Kansas City Chorale, Charles Bruffy

Although he writes in all genres, René Clausen is today one of America’s most popular choral composers, and for more than twenty years he has been the conductor of the internationally acclaimed Concordia Choir of Concordia College in Moorhead, Minnesota. On this release, choral works by Clausen are performed by the Kansas City Chorale, another choir of great international renown, whose recording, with the Phoenix Chorale, of Grechaninov’s Passion Week scooped a Grammy® award in 2008, in the category Best Classical Recording, Engineering.

‘Set me as a Seal’ is arguably the composer’s best-known work, and has long been popular at weddings, funerals, and in the concert repertoire. Clausen has described the work as ‘various kinds of discussions between God and humans, both from the human aspect and from the God aspect, so a lot of variations… of love, of disappointment, of anxiety, of doubt’. The composer was moved to learn that the work was chosen for the memorial service held after ValuJet 592 crashed in the Everglades in 1996.

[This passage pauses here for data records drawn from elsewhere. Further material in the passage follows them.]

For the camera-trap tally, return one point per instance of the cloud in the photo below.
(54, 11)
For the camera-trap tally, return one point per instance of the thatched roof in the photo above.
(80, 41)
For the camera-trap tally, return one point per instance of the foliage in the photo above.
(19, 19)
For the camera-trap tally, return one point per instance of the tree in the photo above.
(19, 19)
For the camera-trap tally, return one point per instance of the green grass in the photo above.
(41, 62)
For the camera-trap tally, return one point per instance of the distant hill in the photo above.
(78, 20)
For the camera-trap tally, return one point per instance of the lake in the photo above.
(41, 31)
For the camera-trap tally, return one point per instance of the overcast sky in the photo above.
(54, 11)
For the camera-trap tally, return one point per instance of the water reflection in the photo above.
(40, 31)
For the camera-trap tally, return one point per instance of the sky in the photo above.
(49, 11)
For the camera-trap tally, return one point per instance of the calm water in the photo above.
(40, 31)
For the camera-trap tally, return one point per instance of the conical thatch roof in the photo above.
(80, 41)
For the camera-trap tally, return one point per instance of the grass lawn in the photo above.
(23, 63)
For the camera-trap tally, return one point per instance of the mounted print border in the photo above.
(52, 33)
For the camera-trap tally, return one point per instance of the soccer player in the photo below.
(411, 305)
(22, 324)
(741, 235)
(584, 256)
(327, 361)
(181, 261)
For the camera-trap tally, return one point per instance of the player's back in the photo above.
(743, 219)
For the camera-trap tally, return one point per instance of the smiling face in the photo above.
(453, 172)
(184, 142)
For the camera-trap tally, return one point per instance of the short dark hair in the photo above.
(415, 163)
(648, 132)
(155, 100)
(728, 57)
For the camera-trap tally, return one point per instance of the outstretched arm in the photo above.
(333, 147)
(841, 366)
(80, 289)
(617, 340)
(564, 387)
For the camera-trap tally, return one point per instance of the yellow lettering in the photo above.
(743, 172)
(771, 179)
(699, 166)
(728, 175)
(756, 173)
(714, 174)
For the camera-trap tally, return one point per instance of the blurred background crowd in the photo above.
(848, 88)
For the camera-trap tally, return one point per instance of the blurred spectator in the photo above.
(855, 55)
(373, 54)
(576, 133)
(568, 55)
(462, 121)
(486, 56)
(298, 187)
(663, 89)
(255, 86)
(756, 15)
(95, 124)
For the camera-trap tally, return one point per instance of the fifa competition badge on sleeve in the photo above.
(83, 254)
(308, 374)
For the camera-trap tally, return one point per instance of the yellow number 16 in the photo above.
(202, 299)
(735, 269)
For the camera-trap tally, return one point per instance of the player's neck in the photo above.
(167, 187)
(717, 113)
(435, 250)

All that hath life and breath is one of Clausen’s earliest works, and a favourite of choirs across the world. The piece was one of only three choral works performed in the 2008 Presidential Office Year-End Concert of Compassion held by the Republic of China (Taiwan), with the theme ‘Music brings warmth – Songs spread feeling’.

The Mass for Double Choir was commissioned by the Kansas City Chorale. The composer, who had never written a mass before, looked on it as an ‘interesting challenge’. In the work emotions ebb and flow kaleidoscopically, taking the listener from the strength of the unison writing at the opening, to the sorrowful falling lines of the Crucifixion of Christ and the bubbling, dancing figures for the Resurrection. Expressions of praise spill forward atop one another in the Sanctus, a choir of angels too exuberant to be contained. In contrast, Prayer sets Mother Teresa’s gentle words with long arching phrases and gentle dissonances.